Long shots in the insolvency caper can be costly. Just ask the two Grant Thornton partners who sought the adjournment of a hearing of a winding up application on the day the winding up application was potentially to be heard.
The reason for this heroic and 59th minute of an 11th hour intervention was simple.
Phil Cambell-Wilson and John McInerney had been appointed voluntary administrators (VAs) of Ming Tian Real Property Pty Ltd the day before NSW Supreme Court judge Ashley Black would potentially have heard the winding up application, though the matter was originally scheduled only for directions.
In that context their first act as VAs had to be to avert any insolvency practitioner who wasn’t either of them being appointed as Ming Tian’s liquidator.
“… it is difficult to see how the Administrators could have formed the view that the adjournment application was in creditors’ interests, where they had been in office for only a day and the funding of the proposed DOCA depended on a borrowing by another company that Mr Dai did not control of substantially more than a property that it was to acquire was worth, and then diverting the additional amount borrowed (which was previously to be made available to the Company) to Mr Dai to fund the DOCA.” Justice Ashley Black.
iNO readers who have read VA’s Professional Skepticism AWOL On Adjournment Bid will be aware that the Grant Thornton pair were not successful in their Hail Mary chuck of the dice.
After hearing the adjournment application the judge ordered Ming Tian be wound up and BPS Recovery’s Max Prentice appointed liquidator. But what was not resolved was the question of costs.
In finalising his orders for the winding up and Prentice’s appointment Justice Black told the parties he was minded to order that the one day VAs pay the costs of the adjournment application.
He was however also minded to give the Grant Thornton pair and their legal advisors at Piper Alderman a brief period in which to formulate any submissions they might wish to make in support of orders that would see Ming Tian’s creditors foot the bill.
A few days later the parties returned to the fray. Ming Tian’s petitioning creditor and three other creditors which had supported a winding up were unsurprisingly opposed to any order that could potentially deplete the still hypothetical returns Prentice might ultimately recover.
But the one day VAs were equally motivated to avoid paying the costs of the adjournment application, arguing that the application was the company’s, not their’s and that generally courts have ordered that the costs of adjournment applications made under sections 440A or 467 of the Act be paid for out of the assets of the company.
His honour, who was well aware the unsuccessful VAs were sitting on an indemnity was having none of it.
“I am satisfied that the order that I originally proposed is the proper order, for three reasons,” the judge said.
“First, Mr Campbell-Wilson’s affidavit had recognised that the Administrators were, in substance, the proponents of the adjournment application.

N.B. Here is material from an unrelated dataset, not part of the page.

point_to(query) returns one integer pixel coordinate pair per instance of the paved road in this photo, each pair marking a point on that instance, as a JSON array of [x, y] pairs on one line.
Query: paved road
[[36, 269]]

“Second, as is implicit in my findings, it is difficult to see how the Administrators could have formed the view that the adjournment application was in creditors’ interests, where they had been in office for only a day and the funding of the proposed DOCA depended on a borrowing by another company that Mr Dai did not control of substantially more than a property that it was to acquire was worth, and then diverting the additional amount borrowed (which was previously to be made available to the Company) to Mr Dai to fund the DOCA.
“Third, and importantly, I have referred above to the Administrators’ submission that the costs of the administration would not be to the disadvantage of the Company’s creditors, because Mr Dai had provided a capped indemnity for their costs.
“It would be inconsistent with that submission for Luckyfloor’s costs of the adjournment application now to be borne by creditors as costs in the winding up, rather than by the Administrators who may rely upon the indemnity they had obtained from Mr Dai to meet those costs. For these reasons, I will not vary the costs orders that I made on 19 July 2021.”
Campbell-Wilson yesterday confirmed to iNO that there would be no appeal, saying “all parties were aware of the risks and costs are covered”.
He added that faced with similar circumstances he wouldn’t do anything different. “Creditors should always have a choice,” he said with the caveat that he treats “every potential appointment based on its circumstances”.